Feb 25, 2026 · 5 min read
Three Chinese AI Labs Used 24,000 Fake Accounts to Copy Claude
Anthropic identified industrial scale distillation campaigns by DeepSeek, Moonshot AI, and MiniMax that generated over 16 million exchanges designed to extract Claude's most advanced capabilities.
Industrial Scale Theft
On February 24, 2026, Anthropic published a detailed report documenting what it called "industrial scale" campaigns by three Chinese AI companies to systematically extract the capabilities of its Claude AI model. The companies, DeepSeek, Moonshot AI, and MiniMax, collectively generated over 16 million exchanges through approximately 24,000 fraudulently created accounts.
The technique is called distillation. It involves querying a more powerful AI model with carefully crafted prompts, then using the responses to train a smaller, cheaper model that mimics the original's capabilities. While distillation can be a legitimate research technique, doing it at this scale through fake accounts violates terms of service and raises serious intellectual property and national security concerns.
What Each Company Targeted
Each laboratory focused on different Claude capabilities, suggesting coordinated but independent extraction campaigns:
- DeepSeek generated over 150,000 exchanges targeting reasoning capabilities, reward model functionality, and censorship safe alternatives to policy sensitive queries
- Moonshot AI produced more than 3.4 million exchanges focused on agentic reasoning, tool use, coding, data analysis, and computer vision
- MiniMax was the most aggressive, generating over 13 million exchanges targeting agentic coding and tool orchestration
The targets were not random. These are Claude's most commercially valuable and technically differentiated capabilities: the ability to reason through complex problems, use external tools, write production quality code, and operate autonomously as an agent.
Hydra Cluster Architecture
MiniMax and Moonshot operated what Anthropic described as "hydra cluster" architectures, sprawling networks of fake accounts that distributed traffic across APIs and cloud platforms to avoid detection.

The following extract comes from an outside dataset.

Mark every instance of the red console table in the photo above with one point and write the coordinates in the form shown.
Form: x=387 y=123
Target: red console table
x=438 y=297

One proxy network managed more than 20,000 fraudulent accounts simultaneously.
The scale of infrastructure required to maintain 24,000 fake accounts and process 16 million exchanges suggests these were not rogue employee projects. This was systematic, well resourced, and operationally sophisticated, requiring significant compute, engineering, and coordination.
How Anthropic Caught Them
Anthropic detected the campaigns through multiple signals: IP address correlation, request metadata analysis, infrastructure indicators, and pattern recognition in prompt volume and structure. The company also received corroboration from industry partners, suggesting the problem extends beyond Claude.
OpenAI has made similar allegations. In a joint statement, both companies called for broader industry action to address distillation attacks, noting that the problem is not limited to any single AI provider.
The Safety Problem
The national security implications go beyond intellectual property theft. When a model is distilled illicitly, the safety guardrails built into the original do not transfer. Anthropic invests significant resources in alignment research, safety testing, and content policies. A distilled copy strips those protections away.
Anthropic warned that models built through illicit distillation could enable "authoritarian governments to deploy frontier AI for offensive cyber operations, disinformation campaigns, and mass surveillance" without the safeguards that responsible developers build in.
DeepSeek's specific focus on "censorship safe alternatives to policy sensitive queries" is particularly revealing. It suggests the goal was not just to replicate Claude's technical capabilities but to understand how to build a model that can handle sensitive topics without the ethical constraints Western companies apply.
What Happens Next
The disclosure comes as the US government debates tighter restrictions on AI chip exports to China. Anthropic's report provides concrete evidence that Chinese AI labs are actively working to close the capability gap through means other than independent research.
For the AI industry, the challenge is technical: how do you allow legitimate API access while preventing systematic extraction at scale? Rate limiting, behavioral analysis, and account verification can raise the cost of distillation, but determined actors with sufficient resources will always find workarounds.
The 16 million exchanges that Anthropic documented represent the campaigns it caught. The question no one can answer yet is how many it did not.